Le paiement de la pension alimentaire par la CAF

On estime entre 30 et 40 % le nombre de pensions alimentaires impayées. Les impayés concernent près de 300.000 familles chaque année, la plupart monoparentales. Près d’un million de pensions alimentaires  (le montant de la pension moyen actuel est de 170 euros par enfant) sont versées chaque année. Mais près de 30% d’entre elles sont payées en retard, ou non payées mettant le parent créancier dans une situation matérielle et psychologique précaire.

Les sanctions civiles et pénales prévues par la loi (saisies, paiement direct, plainte pour non-paiement de pension alimentaire ou abandon de famille…) ne suffisent pas à endiguer le fléau du non-paiement des pensions alimentaires.

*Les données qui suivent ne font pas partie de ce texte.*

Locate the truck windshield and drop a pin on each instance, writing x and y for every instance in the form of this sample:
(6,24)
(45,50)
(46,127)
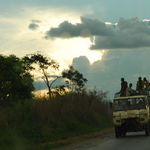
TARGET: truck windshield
(129,104)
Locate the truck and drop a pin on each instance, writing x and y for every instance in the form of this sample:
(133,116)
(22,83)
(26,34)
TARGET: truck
(131,114)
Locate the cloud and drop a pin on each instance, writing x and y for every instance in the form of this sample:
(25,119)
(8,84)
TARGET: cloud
(87,28)
(128,33)
(33,26)
(105,74)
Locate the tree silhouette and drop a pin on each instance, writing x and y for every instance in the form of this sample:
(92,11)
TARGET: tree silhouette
(74,79)
(16,81)
(38,61)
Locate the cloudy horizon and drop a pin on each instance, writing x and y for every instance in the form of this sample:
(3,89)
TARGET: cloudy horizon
(104,40)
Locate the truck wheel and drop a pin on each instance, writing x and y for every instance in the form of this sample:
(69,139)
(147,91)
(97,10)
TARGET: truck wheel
(147,129)
(117,132)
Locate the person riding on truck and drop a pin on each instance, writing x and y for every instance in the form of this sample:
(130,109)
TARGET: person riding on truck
(123,87)
(146,83)
(140,85)
(129,90)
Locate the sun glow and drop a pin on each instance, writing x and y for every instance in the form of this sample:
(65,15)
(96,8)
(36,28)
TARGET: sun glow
(94,55)
(68,49)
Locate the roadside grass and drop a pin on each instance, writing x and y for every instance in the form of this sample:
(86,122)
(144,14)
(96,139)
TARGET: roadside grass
(40,123)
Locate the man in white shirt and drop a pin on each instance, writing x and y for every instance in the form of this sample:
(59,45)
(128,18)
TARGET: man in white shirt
(129,90)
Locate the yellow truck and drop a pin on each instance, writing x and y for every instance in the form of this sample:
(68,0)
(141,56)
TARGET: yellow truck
(131,114)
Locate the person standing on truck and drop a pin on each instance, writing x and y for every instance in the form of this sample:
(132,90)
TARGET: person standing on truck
(146,83)
(140,85)
(123,87)
(129,90)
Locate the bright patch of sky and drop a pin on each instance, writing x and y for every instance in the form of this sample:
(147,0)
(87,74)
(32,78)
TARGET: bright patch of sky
(77,32)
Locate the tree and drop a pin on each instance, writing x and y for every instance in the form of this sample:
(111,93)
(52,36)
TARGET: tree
(43,64)
(74,79)
(16,82)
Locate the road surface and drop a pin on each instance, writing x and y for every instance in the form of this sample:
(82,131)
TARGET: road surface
(132,141)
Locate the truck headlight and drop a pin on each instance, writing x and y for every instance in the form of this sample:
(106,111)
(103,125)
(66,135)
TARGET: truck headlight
(118,121)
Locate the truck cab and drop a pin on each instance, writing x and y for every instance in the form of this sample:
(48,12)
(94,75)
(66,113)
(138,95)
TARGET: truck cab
(131,114)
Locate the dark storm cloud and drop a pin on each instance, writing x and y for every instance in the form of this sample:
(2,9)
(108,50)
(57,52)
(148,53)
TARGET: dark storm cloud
(33,26)
(127,34)
(105,74)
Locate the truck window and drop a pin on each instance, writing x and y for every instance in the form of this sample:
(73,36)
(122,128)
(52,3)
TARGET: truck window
(129,104)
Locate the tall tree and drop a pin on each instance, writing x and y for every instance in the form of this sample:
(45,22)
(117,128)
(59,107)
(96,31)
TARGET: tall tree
(74,79)
(15,79)
(43,64)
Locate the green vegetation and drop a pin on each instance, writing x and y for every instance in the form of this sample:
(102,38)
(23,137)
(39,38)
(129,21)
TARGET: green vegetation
(33,123)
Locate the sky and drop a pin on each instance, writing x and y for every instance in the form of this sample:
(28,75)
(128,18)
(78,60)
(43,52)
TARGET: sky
(104,40)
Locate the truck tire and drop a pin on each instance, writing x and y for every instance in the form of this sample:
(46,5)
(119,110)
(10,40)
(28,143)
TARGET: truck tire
(147,129)
(117,132)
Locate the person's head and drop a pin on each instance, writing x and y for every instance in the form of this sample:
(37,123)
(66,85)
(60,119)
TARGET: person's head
(130,85)
(122,79)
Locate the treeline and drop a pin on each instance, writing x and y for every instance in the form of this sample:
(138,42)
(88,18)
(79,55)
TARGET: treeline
(29,122)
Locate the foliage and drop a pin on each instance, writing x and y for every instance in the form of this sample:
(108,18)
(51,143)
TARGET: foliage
(42,121)
(43,64)
(74,79)
(16,81)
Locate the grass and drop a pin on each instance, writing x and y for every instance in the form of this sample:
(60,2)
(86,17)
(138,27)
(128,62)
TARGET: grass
(39,123)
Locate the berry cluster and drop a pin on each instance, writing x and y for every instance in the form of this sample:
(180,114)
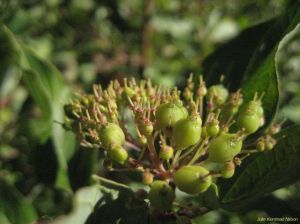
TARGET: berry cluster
(185,140)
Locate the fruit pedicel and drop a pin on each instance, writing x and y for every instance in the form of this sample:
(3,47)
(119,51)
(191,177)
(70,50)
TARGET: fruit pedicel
(183,141)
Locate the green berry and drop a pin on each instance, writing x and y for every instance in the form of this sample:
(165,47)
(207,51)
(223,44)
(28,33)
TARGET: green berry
(161,196)
(192,179)
(118,154)
(228,170)
(111,135)
(260,146)
(168,114)
(249,121)
(166,152)
(229,110)
(254,106)
(270,145)
(187,132)
(146,128)
(212,129)
(218,93)
(147,178)
(224,147)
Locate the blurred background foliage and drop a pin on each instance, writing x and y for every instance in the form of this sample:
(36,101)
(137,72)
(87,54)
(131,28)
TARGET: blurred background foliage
(95,41)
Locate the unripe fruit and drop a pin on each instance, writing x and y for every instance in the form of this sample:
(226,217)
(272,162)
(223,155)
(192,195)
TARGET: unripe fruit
(254,106)
(270,145)
(146,128)
(224,147)
(147,177)
(168,114)
(187,132)
(249,121)
(228,170)
(212,129)
(228,111)
(218,93)
(118,154)
(166,152)
(111,135)
(161,195)
(260,146)
(192,179)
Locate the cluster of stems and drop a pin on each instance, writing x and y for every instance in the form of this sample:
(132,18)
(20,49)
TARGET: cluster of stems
(160,131)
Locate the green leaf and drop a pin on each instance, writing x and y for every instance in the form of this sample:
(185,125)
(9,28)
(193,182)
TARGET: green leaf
(264,172)
(47,88)
(248,62)
(14,206)
(84,201)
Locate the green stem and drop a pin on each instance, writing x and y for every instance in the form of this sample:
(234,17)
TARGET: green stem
(111,183)
(198,152)
(176,158)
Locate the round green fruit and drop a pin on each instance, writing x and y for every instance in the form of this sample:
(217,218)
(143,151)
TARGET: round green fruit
(118,154)
(166,152)
(228,170)
(161,196)
(168,114)
(249,121)
(218,93)
(192,179)
(111,135)
(224,147)
(212,129)
(187,132)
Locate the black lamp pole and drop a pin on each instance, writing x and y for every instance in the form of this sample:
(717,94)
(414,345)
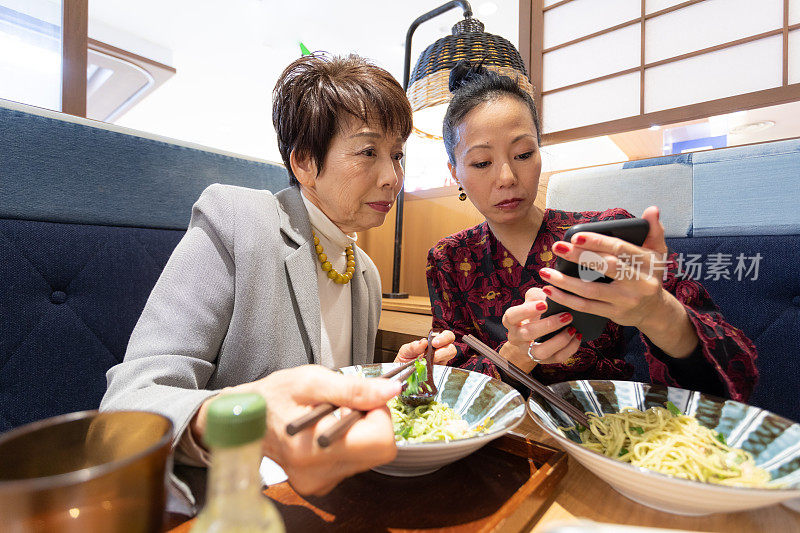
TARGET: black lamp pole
(398,225)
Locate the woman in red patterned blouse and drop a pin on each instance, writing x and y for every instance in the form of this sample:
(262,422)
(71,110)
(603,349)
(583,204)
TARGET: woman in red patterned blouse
(491,280)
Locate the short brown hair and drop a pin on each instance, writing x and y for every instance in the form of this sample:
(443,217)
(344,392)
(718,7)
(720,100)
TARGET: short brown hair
(314,92)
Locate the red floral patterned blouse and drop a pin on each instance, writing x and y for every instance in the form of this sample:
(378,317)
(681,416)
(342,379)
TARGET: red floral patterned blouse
(473,279)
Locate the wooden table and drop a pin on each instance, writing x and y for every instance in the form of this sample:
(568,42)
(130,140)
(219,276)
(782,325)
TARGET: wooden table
(582,495)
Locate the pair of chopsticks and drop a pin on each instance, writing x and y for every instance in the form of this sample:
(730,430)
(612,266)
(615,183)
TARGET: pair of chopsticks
(514,371)
(400,373)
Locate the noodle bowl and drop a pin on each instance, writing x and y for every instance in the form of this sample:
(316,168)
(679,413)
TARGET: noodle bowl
(771,440)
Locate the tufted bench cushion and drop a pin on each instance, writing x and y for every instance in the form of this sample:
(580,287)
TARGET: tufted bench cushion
(89,215)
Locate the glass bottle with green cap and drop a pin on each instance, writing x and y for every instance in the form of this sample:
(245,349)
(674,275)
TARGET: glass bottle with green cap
(234,503)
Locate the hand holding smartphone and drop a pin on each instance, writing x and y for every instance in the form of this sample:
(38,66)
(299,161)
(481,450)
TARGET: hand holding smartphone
(632,230)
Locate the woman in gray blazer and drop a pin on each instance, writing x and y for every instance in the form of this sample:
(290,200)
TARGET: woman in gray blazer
(263,284)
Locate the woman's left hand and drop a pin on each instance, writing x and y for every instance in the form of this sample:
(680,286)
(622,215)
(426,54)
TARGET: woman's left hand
(636,297)
(443,342)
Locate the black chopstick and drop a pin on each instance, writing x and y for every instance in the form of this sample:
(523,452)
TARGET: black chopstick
(526,380)
(344,423)
(324,409)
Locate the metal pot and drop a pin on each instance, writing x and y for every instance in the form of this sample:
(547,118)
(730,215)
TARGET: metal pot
(84,472)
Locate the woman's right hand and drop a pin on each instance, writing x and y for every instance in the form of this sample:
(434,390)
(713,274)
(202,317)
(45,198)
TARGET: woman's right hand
(290,394)
(525,325)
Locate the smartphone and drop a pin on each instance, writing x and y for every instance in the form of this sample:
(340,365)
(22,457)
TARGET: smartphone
(632,230)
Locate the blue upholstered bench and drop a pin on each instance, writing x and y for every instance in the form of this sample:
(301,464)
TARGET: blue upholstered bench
(734,201)
(89,215)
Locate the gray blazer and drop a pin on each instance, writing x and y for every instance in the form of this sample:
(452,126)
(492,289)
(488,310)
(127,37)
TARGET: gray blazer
(237,300)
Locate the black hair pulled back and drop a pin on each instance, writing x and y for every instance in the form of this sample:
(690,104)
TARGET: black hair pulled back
(471,85)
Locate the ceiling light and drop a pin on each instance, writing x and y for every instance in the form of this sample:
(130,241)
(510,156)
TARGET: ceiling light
(487,8)
(751,127)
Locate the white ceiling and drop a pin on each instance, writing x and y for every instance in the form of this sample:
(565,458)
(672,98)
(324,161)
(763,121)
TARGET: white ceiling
(228,54)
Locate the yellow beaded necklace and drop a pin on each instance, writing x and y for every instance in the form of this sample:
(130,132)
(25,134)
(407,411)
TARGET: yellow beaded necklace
(342,279)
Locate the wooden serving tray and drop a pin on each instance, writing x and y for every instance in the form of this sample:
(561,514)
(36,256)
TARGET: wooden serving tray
(504,486)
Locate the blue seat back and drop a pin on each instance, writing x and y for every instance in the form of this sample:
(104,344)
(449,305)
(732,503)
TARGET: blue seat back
(89,215)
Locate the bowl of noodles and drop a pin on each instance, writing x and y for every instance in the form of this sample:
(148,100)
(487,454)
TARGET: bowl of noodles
(468,411)
(676,450)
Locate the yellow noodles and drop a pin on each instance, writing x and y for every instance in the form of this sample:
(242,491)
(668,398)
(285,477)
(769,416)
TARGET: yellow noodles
(675,445)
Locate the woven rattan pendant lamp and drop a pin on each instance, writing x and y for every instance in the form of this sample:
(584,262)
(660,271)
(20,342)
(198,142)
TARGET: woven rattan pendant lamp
(427,88)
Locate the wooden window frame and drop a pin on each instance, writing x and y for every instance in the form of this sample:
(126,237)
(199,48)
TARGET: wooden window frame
(75,48)
(74,42)
(531,32)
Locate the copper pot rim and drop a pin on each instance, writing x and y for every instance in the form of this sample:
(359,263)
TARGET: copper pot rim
(84,474)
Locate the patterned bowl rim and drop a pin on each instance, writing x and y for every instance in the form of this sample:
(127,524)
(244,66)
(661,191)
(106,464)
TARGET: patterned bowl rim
(689,483)
(475,439)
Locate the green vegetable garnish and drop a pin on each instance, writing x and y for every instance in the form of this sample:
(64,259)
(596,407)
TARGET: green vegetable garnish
(672,409)
(417,378)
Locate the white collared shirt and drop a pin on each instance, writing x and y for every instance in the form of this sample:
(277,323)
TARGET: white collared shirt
(335,300)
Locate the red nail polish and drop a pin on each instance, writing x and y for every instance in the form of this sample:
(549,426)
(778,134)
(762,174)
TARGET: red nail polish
(561,248)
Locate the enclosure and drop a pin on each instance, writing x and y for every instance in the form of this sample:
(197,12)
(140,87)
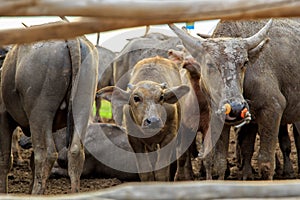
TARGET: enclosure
(105,15)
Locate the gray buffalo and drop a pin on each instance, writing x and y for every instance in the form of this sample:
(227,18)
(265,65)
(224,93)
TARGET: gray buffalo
(151,114)
(100,140)
(271,87)
(46,86)
(222,62)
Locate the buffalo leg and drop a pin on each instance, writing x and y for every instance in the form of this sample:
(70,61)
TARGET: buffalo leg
(221,153)
(268,129)
(285,146)
(44,149)
(296,128)
(144,165)
(245,144)
(5,151)
(75,162)
(164,159)
(184,165)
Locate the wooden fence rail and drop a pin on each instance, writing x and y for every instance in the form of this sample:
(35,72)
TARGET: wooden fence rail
(184,190)
(112,14)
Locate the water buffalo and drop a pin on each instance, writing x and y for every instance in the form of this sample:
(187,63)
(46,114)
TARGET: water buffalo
(151,114)
(152,44)
(46,86)
(222,63)
(271,86)
(100,139)
(105,75)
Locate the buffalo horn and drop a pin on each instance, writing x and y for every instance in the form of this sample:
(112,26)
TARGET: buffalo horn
(254,40)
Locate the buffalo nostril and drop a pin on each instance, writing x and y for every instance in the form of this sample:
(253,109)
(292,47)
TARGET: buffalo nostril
(152,122)
(243,113)
(237,109)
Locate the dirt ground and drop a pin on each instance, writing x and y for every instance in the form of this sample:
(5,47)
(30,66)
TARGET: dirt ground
(21,176)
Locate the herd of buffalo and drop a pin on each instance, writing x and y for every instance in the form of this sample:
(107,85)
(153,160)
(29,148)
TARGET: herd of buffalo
(165,91)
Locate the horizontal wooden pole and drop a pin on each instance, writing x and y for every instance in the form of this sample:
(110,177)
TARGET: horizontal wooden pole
(186,190)
(113,14)
(152,9)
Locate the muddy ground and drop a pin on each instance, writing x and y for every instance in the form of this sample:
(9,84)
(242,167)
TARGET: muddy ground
(21,176)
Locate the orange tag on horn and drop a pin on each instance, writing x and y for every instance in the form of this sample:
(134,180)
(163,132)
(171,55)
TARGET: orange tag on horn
(227,108)
(243,113)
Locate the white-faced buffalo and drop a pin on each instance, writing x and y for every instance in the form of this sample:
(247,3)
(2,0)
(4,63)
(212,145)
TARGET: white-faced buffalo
(151,114)
(222,63)
(46,86)
(150,45)
(271,86)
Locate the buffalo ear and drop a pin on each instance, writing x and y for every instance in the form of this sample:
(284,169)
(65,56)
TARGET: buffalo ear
(172,95)
(114,94)
(254,53)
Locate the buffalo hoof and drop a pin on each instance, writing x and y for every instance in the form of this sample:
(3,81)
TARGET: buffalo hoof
(266,171)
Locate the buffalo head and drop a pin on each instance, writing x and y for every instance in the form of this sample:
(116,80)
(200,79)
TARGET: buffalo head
(223,63)
(147,102)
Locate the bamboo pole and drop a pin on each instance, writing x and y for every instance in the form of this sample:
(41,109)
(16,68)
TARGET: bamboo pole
(184,190)
(113,14)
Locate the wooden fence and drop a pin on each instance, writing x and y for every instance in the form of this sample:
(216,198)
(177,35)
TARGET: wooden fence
(104,15)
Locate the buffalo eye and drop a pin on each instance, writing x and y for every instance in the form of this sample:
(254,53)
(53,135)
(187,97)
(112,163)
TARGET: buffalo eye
(136,99)
(161,98)
(246,63)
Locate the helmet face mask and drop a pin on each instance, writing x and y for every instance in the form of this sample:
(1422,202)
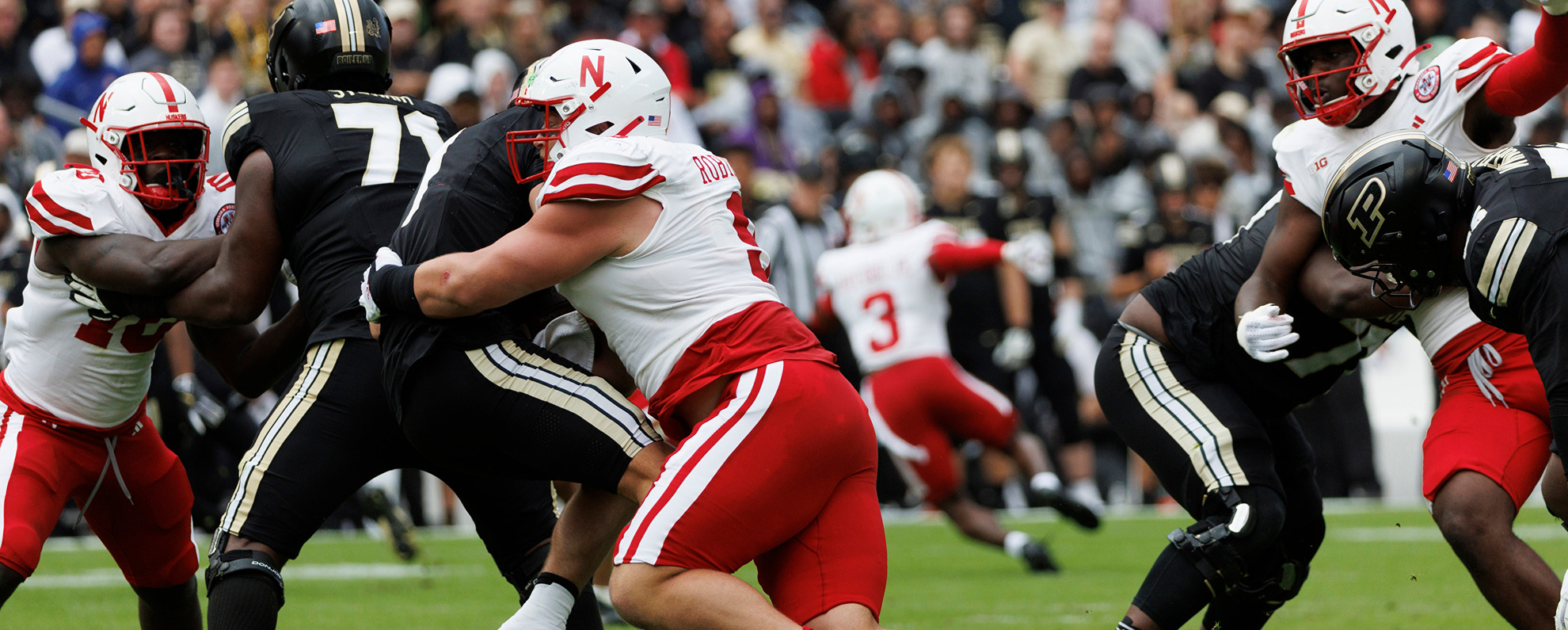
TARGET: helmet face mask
(168,165)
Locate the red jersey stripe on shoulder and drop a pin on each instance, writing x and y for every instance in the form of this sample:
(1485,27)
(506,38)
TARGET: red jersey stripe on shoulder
(599,192)
(38,220)
(599,168)
(1479,55)
(1471,77)
(60,210)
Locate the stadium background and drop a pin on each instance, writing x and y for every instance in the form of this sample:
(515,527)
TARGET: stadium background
(1145,124)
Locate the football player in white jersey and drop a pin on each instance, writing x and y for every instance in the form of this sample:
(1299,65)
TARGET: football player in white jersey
(777,456)
(1353,77)
(73,414)
(888,290)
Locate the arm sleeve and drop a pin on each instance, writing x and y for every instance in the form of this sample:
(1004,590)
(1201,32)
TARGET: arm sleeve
(1528,80)
(952,258)
(603,170)
(71,203)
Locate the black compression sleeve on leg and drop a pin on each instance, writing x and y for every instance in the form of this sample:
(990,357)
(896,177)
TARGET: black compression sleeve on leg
(1174,591)
(243,601)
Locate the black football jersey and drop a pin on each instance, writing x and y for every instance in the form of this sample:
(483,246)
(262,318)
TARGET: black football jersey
(1512,270)
(470,201)
(345,166)
(1197,306)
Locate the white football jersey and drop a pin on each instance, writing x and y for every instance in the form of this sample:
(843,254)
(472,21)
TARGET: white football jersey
(888,298)
(78,368)
(1432,101)
(698,265)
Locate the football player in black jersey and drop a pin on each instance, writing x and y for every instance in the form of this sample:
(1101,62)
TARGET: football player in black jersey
(325,168)
(1216,428)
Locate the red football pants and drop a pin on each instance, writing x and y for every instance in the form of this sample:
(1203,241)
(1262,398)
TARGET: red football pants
(782,474)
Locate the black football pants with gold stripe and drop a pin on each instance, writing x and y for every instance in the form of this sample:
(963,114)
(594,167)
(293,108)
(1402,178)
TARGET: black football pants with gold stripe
(331,433)
(1201,439)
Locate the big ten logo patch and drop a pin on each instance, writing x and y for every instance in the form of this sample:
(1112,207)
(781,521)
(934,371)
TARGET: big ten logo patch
(1427,83)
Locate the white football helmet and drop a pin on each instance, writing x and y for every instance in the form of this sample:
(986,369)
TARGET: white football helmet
(151,139)
(880,204)
(1385,41)
(593,88)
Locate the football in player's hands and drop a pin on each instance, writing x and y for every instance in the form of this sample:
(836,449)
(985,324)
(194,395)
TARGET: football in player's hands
(86,295)
(1032,256)
(1264,333)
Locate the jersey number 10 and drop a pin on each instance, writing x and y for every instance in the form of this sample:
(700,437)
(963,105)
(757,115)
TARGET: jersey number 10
(386,136)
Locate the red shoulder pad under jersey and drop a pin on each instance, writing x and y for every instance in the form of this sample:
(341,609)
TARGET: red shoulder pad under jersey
(71,203)
(607,168)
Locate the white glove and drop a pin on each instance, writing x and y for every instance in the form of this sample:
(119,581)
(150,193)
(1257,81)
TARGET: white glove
(86,295)
(1032,256)
(1262,333)
(1556,8)
(1015,349)
(571,338)
(385,258)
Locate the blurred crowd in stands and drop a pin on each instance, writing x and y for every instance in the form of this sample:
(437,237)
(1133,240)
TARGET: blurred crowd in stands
(1136,132)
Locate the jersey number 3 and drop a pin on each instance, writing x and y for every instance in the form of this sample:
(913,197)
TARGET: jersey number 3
(892,323)
(386,136)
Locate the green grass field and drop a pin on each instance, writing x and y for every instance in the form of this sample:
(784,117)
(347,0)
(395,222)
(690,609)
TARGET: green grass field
(1379,569)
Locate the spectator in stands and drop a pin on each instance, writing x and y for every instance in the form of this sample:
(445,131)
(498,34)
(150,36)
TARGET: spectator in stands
(771,149)
(246,24)
(219,97)
(78,86)
(645,29)
(771,44)
(585,19)
(955,63)
(54,51)
(794,234)
(1233,70)
(477,29)
(13,44)
(169,49)
(1158,242)
(413,57)
(1041,55)
(527,38)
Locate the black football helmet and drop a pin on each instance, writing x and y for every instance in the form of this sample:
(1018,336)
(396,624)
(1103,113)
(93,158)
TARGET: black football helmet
(1391,212)
(329,44)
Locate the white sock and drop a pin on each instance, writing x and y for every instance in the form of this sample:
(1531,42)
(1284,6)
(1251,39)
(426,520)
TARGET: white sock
(545,610)
(1045,483)
(1015,543)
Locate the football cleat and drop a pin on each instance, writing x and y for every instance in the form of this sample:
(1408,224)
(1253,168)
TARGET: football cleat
(1038,559)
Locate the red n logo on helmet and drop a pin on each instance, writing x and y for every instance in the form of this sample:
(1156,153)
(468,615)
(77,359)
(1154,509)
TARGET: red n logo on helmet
(592,71)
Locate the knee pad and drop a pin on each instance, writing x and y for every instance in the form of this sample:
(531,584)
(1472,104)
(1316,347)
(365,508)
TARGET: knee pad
(1239,533)
(243,563)
(1272,585)
(524,572)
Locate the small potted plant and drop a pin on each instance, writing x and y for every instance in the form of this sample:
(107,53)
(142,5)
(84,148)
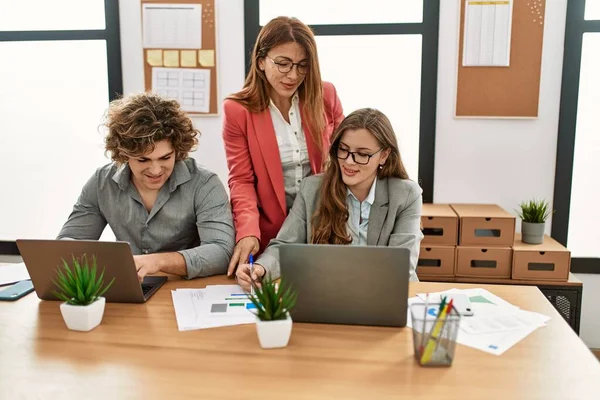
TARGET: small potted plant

Pour aider les parents victimes de ce fléau, une agence spécialisée dans le recouvrement des impayés : l’ARIPA (Agence de recouvrement des impayés de pension alimentaire) a été mise en place au 1er janvier 2017 auprès de la Caf et de la MSA. Grâce à cette agence, la Caf (ou la MSA) va récupérer au nom du parent créancier les sommes dues à titre de pension alimentaire non payée.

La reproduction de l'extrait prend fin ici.